S., Geetha, Dharnu A., Kavyaa V E., Nihitha G K., and Rakshithaa K. 2025. “EV Battery Adaptive Test Unit”. Journal of Electrical Engineering and Automation 7 (1): 69-79. https://doi.org/10.36548/jeea.2025.1.006.

Keywords

— Battery Health Monitoring
— Adaptive Filters
— State Estimation
— TCN
— Predictive Analysis
— Temperature Forecasting
Published: 17-04-2025

Abstract

Lithium-ion batteries are an important component in electric vehicles (EVs), and ensuring their optimal performance is vital for the longevity and efficiency of the vehicle.

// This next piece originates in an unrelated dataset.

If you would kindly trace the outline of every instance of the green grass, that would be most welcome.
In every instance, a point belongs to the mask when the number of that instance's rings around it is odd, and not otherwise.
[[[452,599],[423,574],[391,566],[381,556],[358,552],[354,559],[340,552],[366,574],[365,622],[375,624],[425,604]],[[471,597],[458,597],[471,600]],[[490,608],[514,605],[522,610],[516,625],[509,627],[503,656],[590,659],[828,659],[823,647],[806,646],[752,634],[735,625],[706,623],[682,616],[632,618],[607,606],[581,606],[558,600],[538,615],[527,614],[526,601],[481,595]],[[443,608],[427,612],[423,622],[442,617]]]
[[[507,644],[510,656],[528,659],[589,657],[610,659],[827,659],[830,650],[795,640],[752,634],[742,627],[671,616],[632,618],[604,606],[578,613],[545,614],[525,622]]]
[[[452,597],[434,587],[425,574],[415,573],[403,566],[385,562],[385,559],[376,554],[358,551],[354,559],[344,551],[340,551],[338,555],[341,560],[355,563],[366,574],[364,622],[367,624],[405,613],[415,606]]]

Efficient testing of battery cells plays a major role in verifying their performance. Traditionally, a single-cell testing unit is used for batch processing during battery pack assembly. However, this method is time-consuming and lacks scalability, which limits productivity. To address this, the research proposes a multicell testing approach that concurrently estimates the state of charge (SOC) and state of health (SOH) of multiple battery cells in parallel. By doing so, the approach significantly reduces testing time and improves efficiency. The dual filter concept is incorporated to categorize cells based on their performance, ensuring only high- quality cells are selected for inclusion in the battery pack. Furthermore, a custom Temporal Convolutional Network (TCN) model, achieving an accuracy of 89%, is employed to accurately estimate SOC and SOH. In addition, a predictive battery temperature forecasting model is introduced to forecast the temperature of the battery cells over the next three days, which aids in proactive temperature management and prevents potential degradation. Overall, the proposed approach enhances battery testing productivity and ensures higher accuracy in SOC and SOH estimation, contributing to the development of more reliable and efficient EV batteries.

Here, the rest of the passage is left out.